Data generated, processed and stored throughout the course of a research project is a valuable asset involving significant resources. Thus, it is important that we understand your computing and data management needs. All Phase II applicants for the American Family Funding Initiative awards will need to submit a document describing their plan to manage the data involved in the proposed project, as well as the computing resources that will be required to process that data. This plan is not part of the initial application for funding.
The prompts provided below will help you create a narrative document outlining your computing and data management needs. Please limit this document to no more than 2 pages. A complete plan will describe your data process and articulate a clear vision of your technical approach and your computational resource requirements. Including specifics about all the tools you will use is not essential. This document includes resources that can help you access available computing tools and understand costs.
NOTE: If you expect your project will use proprietary (American Family) data or materials, then we ask you to communicate directly with AmFam Research about computing and data arrangements.
Components of the plan should include:
1) Your Research Data Inventory
You will need to create an inventory of the data you plan to use or collect.
- What type of data is involved (e.g., text, images or algorithms)?
- What is the source of the data?
- Are the data and/or other deliverables considered standard or proprietary?
- Will it be generated by this project or accessed from another source?
- Does the data need to be regulated in any way (e.g., proprietary or HIPAA or IRB regulated)?
- Where will the data be stored during the project and after the project?
- What software and/or platforms will be required to work with the data?
- What is the estimated amount of data to be collected or accessed?
- Will you share the data outside your team? With whom?
- What documentation will you create to ensure the data is usable in the future?
- Who are the team member(s) responsible for managing and documenting your research data? Please provide name(s), title(s) and email address(es).
Do you have questions about your data management needs?
Additionally, this website provides guidance on how to write a data management plan: https://researchdata.wisc.edu/how-to-create-a-dmp
2) Your Computing and Storage Resource Requirements
Create a list of computing resource requirements for your project.

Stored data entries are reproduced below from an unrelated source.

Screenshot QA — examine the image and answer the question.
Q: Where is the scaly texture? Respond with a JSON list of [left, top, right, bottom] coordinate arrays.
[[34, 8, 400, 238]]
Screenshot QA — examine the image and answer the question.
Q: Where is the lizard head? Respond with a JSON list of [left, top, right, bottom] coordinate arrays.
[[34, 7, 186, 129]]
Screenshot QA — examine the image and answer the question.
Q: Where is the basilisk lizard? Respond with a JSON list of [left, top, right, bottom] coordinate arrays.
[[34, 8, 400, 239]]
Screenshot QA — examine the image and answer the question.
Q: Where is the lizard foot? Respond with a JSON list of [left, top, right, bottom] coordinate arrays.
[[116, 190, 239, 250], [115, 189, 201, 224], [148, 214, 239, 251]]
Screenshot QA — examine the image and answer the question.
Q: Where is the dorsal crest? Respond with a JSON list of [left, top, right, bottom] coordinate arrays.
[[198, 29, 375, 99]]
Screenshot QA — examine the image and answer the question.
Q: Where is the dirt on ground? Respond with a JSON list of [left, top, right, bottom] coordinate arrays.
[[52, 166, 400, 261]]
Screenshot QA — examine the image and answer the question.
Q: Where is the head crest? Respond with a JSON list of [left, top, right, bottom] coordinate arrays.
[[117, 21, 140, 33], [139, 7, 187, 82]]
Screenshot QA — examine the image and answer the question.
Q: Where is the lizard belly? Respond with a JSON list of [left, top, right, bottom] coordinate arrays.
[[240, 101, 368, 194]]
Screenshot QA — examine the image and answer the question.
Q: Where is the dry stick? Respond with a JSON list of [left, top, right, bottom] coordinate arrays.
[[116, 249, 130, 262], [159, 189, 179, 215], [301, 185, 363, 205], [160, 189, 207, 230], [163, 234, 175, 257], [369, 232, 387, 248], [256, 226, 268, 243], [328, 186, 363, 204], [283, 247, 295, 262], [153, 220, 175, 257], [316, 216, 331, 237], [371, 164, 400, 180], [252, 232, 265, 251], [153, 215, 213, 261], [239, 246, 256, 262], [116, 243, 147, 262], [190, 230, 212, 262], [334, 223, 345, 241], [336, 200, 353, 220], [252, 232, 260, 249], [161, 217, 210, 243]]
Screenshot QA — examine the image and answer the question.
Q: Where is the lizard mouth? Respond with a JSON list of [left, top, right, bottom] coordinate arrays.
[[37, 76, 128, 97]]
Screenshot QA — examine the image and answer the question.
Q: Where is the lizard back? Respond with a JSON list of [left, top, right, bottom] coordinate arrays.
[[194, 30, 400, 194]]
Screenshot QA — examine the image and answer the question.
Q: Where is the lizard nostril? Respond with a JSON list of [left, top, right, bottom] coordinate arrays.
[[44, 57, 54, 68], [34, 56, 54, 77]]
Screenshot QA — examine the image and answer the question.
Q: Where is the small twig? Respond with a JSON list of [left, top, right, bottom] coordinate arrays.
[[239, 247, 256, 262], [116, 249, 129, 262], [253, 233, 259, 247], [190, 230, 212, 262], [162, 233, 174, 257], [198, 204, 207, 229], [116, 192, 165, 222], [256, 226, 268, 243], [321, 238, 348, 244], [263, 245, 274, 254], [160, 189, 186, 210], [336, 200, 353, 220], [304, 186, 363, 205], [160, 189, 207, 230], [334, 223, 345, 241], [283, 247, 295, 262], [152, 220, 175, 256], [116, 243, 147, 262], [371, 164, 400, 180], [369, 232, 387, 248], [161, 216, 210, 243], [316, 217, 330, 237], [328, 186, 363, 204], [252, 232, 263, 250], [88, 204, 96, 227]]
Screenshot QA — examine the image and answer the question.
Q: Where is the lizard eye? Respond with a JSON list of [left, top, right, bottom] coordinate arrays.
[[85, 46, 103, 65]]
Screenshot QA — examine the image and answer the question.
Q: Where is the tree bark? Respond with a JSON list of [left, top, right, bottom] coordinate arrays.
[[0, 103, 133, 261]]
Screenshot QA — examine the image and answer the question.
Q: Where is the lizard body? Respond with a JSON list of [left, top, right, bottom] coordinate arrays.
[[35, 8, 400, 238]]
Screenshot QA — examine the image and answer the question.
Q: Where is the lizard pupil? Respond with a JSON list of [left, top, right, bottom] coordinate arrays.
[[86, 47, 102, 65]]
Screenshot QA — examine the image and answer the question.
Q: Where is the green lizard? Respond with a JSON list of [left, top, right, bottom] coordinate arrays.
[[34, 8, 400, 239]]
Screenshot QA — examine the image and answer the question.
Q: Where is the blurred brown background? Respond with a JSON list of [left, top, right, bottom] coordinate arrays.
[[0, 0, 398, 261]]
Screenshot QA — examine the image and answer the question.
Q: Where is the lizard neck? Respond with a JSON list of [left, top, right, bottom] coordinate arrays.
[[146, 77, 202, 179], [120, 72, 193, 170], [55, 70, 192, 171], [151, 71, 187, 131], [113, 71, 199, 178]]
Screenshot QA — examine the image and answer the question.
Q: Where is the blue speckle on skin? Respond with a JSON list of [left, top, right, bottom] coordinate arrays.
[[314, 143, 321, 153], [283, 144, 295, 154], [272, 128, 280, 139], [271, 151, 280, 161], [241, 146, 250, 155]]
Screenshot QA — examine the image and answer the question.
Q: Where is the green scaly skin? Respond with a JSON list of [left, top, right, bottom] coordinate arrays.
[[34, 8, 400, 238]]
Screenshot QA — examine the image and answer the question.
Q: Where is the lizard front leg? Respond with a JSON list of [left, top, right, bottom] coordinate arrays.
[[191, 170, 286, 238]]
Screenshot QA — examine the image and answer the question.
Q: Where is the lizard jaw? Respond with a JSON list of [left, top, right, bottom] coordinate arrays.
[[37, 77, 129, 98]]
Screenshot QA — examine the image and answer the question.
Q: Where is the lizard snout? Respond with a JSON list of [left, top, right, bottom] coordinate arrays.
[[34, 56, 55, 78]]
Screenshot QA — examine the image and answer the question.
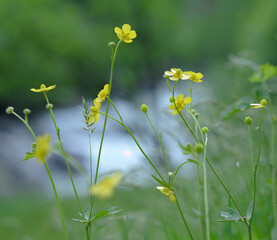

- Do you have a set of tools you are comfortable using and prefer?
- Examples: R/RStudio, Python, Jupyter Notebook/Lab/Hub, PyCharm, Other IDEs, Excel….
- What types of computing and data processing are involved in your project? Please share with us your current understanding of your computing needs. What support will you need should your project be selected for funding?
- How will you process the data?
- Will you process data in stages?
- How will the data be accessed for computing?
- What is the frequency of processing and/or data access?
- How much overall compute time do you need? Please provide an estimate in hours.
- Will you need high throughput, high performance or GPU computing (for example, to analyze data or train models)?
- Are there security considerations beyond those indicated above in your data inventory?
- Will you share data with additional collaborators, especially outside of the UW?
- What team member(s) will be responsible for managing and documenting your computing requirements?
- What are the costs associated with the required computing or storage resources? If you aren’t sure of a specific dollar amount, consider using our “T-shirt sizes” to help you estimate costs.
Do you have questions or need more information about your computing and storage resource requirements or costs?
The resources listed below are broadly available to faculty and staff on campus:
- https://researchci.it.wisc.edu/: Research Cyberinfrastructure can advise, consult and refer you to UW resources.
- https://researchdata.wisc.edu/: Research Data Services can advise and consult on data lifecycle management and data management plans.
- https://storage.researchdata.wisc.edu/: The Data Storage Finder Tool is an interactive website to match storage offerings to your specific needs.
- https://it.wisc.edu/services/#research: This site lists IT resources useful to researchers. Your department may have additional tools or collaboratives.
- UW has contracts with cloud computing vendors AWS, Azure and GCP. Each provides campus with services at or below their published rates (AWS, Azure and GCP). The calculators can be challenging to use if you are not familiar with them, so feel free to reach out to Research Cyberinfrastructure (contact information below).
- https://chtc.cs.wisc.edu: The Center for High Throughput Computing can partner with researchers who have more extensive computing needs.
We recommend you contact your local IT staff for guidance on resource availability and usage within your unit or department. Your department may have access to additional, more domain-targeted resources. If your unit or department does not currently use any of the services listed above or is unsure how to proceed with your use case, please feel free to contact Research Cyberinfrastructure for help (Research Cyberinfrastructure or firstname.lastname@example.org)
The Data Science Institute has GPU resources you can use for your project. Contact email@example.com for more information.
Campus and local services may not be appropriate for projects that involve proprietary or restricted data. In these situations, should your project be selected for funding, we ask you to communicate directly with AmFam Research about computing and data arrangements if this is the case.